The betrayal of Judas has reached archetypal proportions. When people are betrayed or stabbed in the back, it is oftentimes referred to as a “kiss of Judas.” Judas was not just a betrayer. He is the betrayer. He is the one that was single-handedly responsible for the death of our Savior. All of it was Judas, and that is the only thing all of human history has remembered him by – the one who betrayed Jesus, the back-stabbing kiss, the one who is to blame….

 

But I can think of another person who has betrayed Jesus, then kissed Him on the cheek and said “I love You.” And his name is me. Make no mistake, I have betrayed Jesus just as much as Judas. I have sinned, and seem to find myself sinning over and over.
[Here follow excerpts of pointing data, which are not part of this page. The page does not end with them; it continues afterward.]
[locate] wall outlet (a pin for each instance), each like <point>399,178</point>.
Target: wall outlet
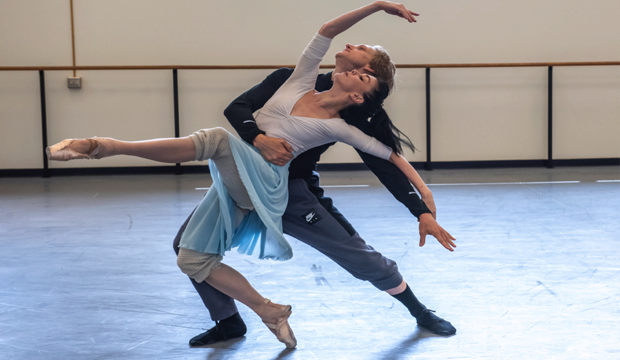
<point>74,83</point>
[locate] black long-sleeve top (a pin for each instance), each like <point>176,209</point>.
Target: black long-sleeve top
<point>240,115</point>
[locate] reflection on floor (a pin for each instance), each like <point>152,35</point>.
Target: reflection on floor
<point>87,271</point>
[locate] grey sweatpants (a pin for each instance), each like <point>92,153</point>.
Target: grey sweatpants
<point>327,235</point>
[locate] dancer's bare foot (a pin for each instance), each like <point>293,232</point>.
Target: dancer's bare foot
<point>71,149</point>
<point>275,316</point>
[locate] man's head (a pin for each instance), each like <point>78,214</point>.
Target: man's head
<point>372,60</point>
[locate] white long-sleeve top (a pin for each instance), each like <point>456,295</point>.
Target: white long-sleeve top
<point>304,133</point>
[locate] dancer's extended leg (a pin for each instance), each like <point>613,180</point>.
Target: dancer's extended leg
<point>207,267</point>
<point>171,150</point>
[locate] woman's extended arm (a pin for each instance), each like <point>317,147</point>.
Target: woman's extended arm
<point>416,180</point>
<point>343,22</point>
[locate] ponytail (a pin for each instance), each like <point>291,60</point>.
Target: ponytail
<point>381,126</point>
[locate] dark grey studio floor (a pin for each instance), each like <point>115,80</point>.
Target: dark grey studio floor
<point>87,271</point>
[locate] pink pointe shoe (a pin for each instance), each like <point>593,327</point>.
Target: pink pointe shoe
<point>63,151</point>
<point>281,328</point>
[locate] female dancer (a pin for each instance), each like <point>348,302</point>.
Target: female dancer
<point>244,206</point>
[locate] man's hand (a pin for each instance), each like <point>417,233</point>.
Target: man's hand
<point>398,10</point>
<point>428,226</point>
<point>276,151</point>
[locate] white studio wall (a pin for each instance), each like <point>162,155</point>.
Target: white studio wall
<point>477,114</point>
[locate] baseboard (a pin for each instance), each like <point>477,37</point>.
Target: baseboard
<point>199,169</point>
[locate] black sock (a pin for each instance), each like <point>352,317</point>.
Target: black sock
<point>234,320</point>
<point>411,302</point>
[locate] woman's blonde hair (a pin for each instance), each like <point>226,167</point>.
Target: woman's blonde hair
<point>383,66</point>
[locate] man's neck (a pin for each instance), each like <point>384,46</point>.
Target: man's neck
<point>337,70</point>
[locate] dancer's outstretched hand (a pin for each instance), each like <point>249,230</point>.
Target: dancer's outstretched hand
<point>428,226</point>
<point>398,10</point>
<point>276,151</point>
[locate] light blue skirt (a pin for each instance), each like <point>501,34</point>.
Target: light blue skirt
<point>211,228</point>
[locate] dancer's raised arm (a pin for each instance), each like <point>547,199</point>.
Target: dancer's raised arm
<point>345,21</point>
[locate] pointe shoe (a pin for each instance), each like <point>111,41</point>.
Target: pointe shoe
<point>63,151</point>
<point>281,328</point>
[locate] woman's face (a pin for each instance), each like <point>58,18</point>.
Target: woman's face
<point>355,82</point>
<point>354,56</point>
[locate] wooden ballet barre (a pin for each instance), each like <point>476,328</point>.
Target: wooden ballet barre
<point>270,67</point>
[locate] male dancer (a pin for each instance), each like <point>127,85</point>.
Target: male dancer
<point>312,218</point>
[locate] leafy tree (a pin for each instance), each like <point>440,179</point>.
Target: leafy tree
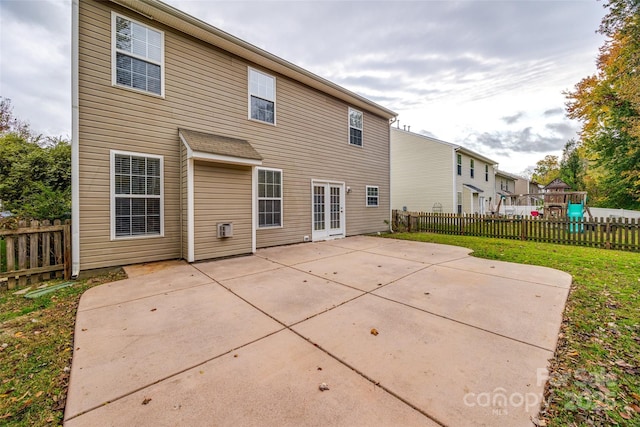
<point>546,170</point>
<point>608,104</point>
<point>573,166</point>
<point>35,172</point>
And then I go to church, worship Christ, pray to Him, and tell Him I love Him. Don’t get me wrong, these are all great things. But I had just as big a hand in putting Christ on a tree to be killed as Judas. I’m responsible for Christ’s death. And I can’t quite bring myself to point a finger and Judas and say, “Look what you did!” Because if I point a finger at Judas, I have to point a finger at myself.

 

So why is Easter a time to celebrate? If I betrayed Him, if you betrayed Him, if Judas betrayed Him, why do we celebrate?

 

“But God demonstrates his own love for us in this: While we were still sinners, Christ died for us.” (Romans 5:8)

 

I celebrate because God loves me, and God loves you so crazily that Jesus gave His life up for us in spite of our betrayal, and He wanted to. Despite of the Judas in all of us, He died for us. And He didn’t just die for us, he rose for us. He forgave us for our betrayal, and He invited us to a life of loving relationship with Him so amazing we can’t even imagine what is in store. And He continues to do the same. This is a love like we’ve never seen. This is why we celebrate.

 

Take a moment today to think about the Judas inside of you. I know I will. And then gaze at the cross, and dwell on the Christ who gave Himself up for you and me in spite of our sin. This Christ beat death with death, beat darkness with light, and beat evil with love. And as I reflect on the character of Judas today, He is the Christ who beat betrayal in me and you with forgiveness.